Однако, поворачивая барабан на коленях, я обнаружил, что он намертво скреплен с трубой необычным замком цилиндрической формы, и наклонился, чтобы рассмотреть его повнимательнее. Цилиндр составляли полдюжины медных колец, плотно подогнанных краями друг к другу; протерев медь рукавом, я разобрал темные контуры букв, выгравированных вдоль каждой из окружностей.
Хитроумная вещица. Когда-то подобные замки пользовались большой популярностью: их можно открыть, лишь набрав на кольцах определенное слово, которое при покупке продавец сообщает на ухо.
Мой хозяин закрыл дверь, опустил засов и вернулся к камину.
— Ветер с юго-востока. В тот раз он тоже принес бурю, а вместе с ней и то, что у вас в руках. Да, давно это было; отец часто рассказывал мне эту историю… Вижу, вы пытаетесь разомкнуть кольца. Никогда не угадаете слово: его придумал патер Кендалл и запер им пару призраков, которым не спалось в их могилах. Когда же подошло его время, сам лег в могилу и прихватил слово с собой.
— Что за призраки, Мэттью?
— А-а, по глазам вижу, что вам не терпится услышать всю историю. Отец рассказывал ее лучше, чем я. В то время он был моложе меня, еще не успел жениться и только-только выстроил этот дом, где мы сидим с вами.

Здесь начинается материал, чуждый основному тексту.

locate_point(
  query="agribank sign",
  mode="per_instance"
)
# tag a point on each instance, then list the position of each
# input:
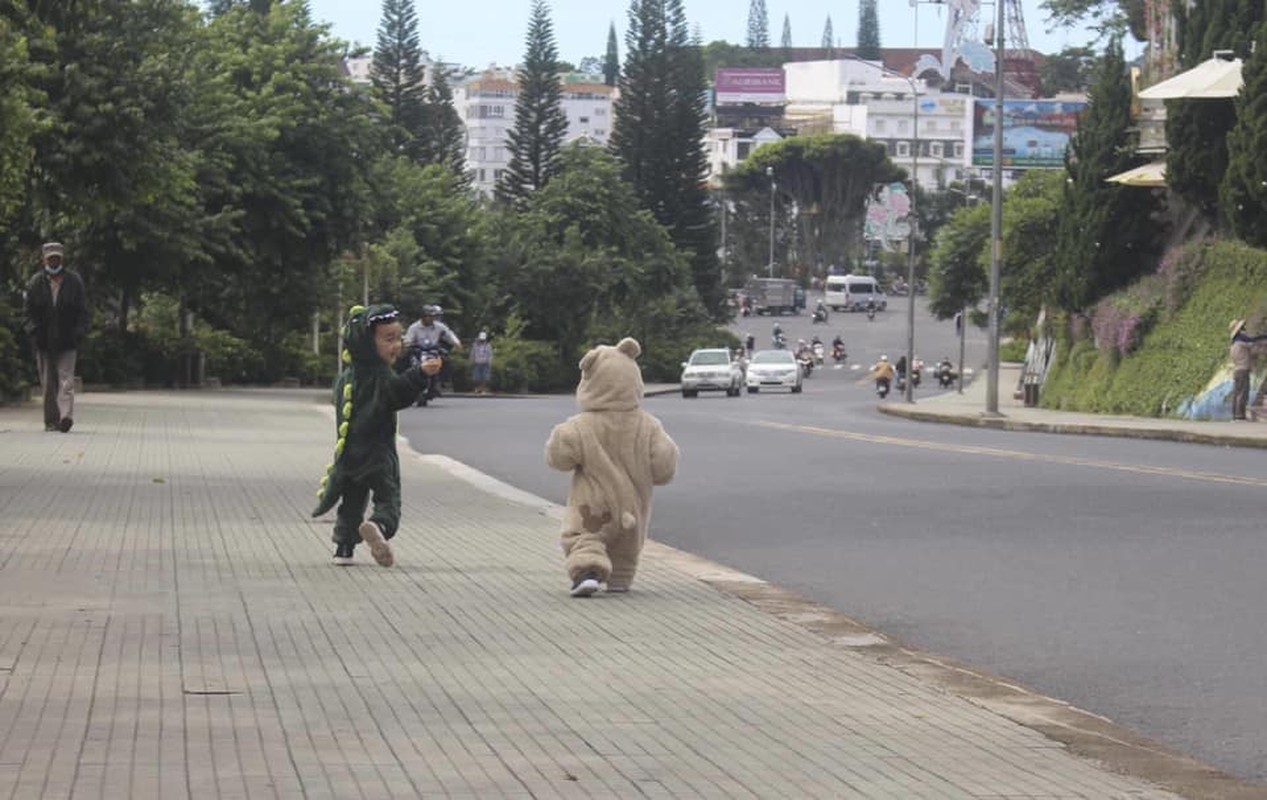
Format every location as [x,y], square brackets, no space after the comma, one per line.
[736,86]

Так что все произошло почти под самым его носом.
Хозяин пододвинул кресло к огню, закурил короткую трубку и тихим голосом поведал давнюю историю, не отрывая взгляда от пританцовывающих язычков фиолетового пламени.
— Да, в тот январь ему исполнилось почти тридцать, так давно это было. В ночь на двадцать первое разразился небывалый шторм. Отец поднялся задолго до рассвета: покойник не любил попусту валяться в постели, к тому же ветер был такой, что крыша шевелилась над головой. По осени он отгородил участок земли возле Нижней поймы и теперь собирался проверить, что там успели натворить дождь и ветер. Тропинка вела через Канонирское поле: несколько дней спустя там похоронили почти всех выловленных утопленников. Ветер всю дорогу дул ему в лицо, а в одном месте (он часто говорил мне об этом) из темноты вылетел клубок водорослей и скользнул по его щеке, подобно холодной руке. Однако отец держался молодцом, пока не достиг низины; там пришлось опуститься на четвереньки и ползти, цепляясь пальцами за гальку; он утверждал, что камни, некоторые величиной с человеческую голову, катились и прыгали мимо него: впечатление было такое, что весь берег медленно сползает в море, ревущее за его спиной. Изгородь, разумеется, снесло; не осталось ни колышка на месте, где она стояла. Вначале отец подумал, что пропустил свой участок. Надо сказать, что мой родитель был очень набожный человек, и если ему показалось, что конец света близок — посреди мрака и ветра, в окружении перекатывающихся камней, — вы можете быть уверены, — что грохот пушечного залпа и внезапная вспышка, мертвенно высветившая берег, лишь утвердили его в этом предположении. В ту минуту он не нашел ничего лучше, как помянуть подходящий кусок из Священного писания, забормотав: «Вот и второй Ангел вострубил… восшел Агнец в брачных одеждах, и был низвергнут Проклятый в пылающую геенну…» Не поднимаясь с колен, он попросту склонил голову и ждал, снова и снова повторяя свою молитву.